In 2008, Burst launched the first ever student radio soap, 'The Arches', in collaboration with Epigram, the student newspaper. A new Union show was also launched. This was, however, cut short after a multiple computer breakdown in 2008.

Burst recommenced broadcasting in 2010, airing every day during term time. In 2019, specialist programming was combined with dedicated 'Breakfast' and 'Hangover Brunch' slots on weekdays, and 10am-12pm 'Brunch' shows at weekends. It fazed out overnight music at the end of 2019, with an hour's early music on 14 December. On 1 November 2021, off-schedule broadcasting returned during term times, with the station now joining BCfm overnight.

On 25 February 2018, Burst hosted the Student Radio Association's 'Student Chart Show'.

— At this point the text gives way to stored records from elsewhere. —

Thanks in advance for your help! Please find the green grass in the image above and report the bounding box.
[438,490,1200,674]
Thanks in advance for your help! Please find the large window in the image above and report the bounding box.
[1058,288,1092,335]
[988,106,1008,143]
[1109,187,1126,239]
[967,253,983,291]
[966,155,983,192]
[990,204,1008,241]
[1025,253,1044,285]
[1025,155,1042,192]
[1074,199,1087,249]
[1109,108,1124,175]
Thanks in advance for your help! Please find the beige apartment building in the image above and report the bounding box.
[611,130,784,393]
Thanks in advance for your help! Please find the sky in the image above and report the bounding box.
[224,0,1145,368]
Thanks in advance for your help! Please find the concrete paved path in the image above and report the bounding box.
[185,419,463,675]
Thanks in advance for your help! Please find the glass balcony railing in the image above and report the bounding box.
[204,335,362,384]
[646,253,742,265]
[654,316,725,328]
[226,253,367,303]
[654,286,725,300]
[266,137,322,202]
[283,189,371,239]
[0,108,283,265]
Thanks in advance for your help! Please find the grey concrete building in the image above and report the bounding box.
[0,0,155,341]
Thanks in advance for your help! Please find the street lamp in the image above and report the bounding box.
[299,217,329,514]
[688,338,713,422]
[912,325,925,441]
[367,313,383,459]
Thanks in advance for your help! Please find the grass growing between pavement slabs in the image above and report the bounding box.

In September 2019, Oscar Edmondson and Rhiannon Du Cann took over as Station Manager and Operations Manager, implementing a podcast recording schedule to run in parallel with live shows.

The station went off air when the University of Bristol closed to manage the COVID-19 pandemic, but on 9 April 2020 it broadcast 'The Bristol University Singalong' for one hour over pop-up station Burst Radio Quarantine. It then offered a slimmed-down schedule the following term, returning to usual scheduling in September 2021 alongside a visual relaunch spearheaded by Station Manager George Ruskin, Operations Manager Fergal Maguire and Head of Commercial Octavia Hutchings.

== Current Position ==

From 2019, news bulletins broadcast hourly from an external newsroom. Travel, sport and weather reports also recur during 'Breakfast', 'Brunch' and 'Hangover Brunch' programmes. Burst's shows are all in-house, though some podcast series are independent student productions. The station does not carry advertising but may accept sponsorship deals.

The station's facilities consist of an on-air studio, from which most live programmes are presented, and a production studio, used for recording and editing. Additionally, music sessions may be recorded in the 'Burst Music Room', located on another floor of the Student Union building.

As of 2023, the Burst leadership team consists of Flora Guildford (station manager), Katie Wood (head of operations) and Lorenzo Horne (head of commercial).

== Alumni ==

Notable former broadcasters include the comedians Marcus Brigstocke and Danny Robins, magician Chris Cox, presenter Paris Troy and footballer Theofanis Gekas.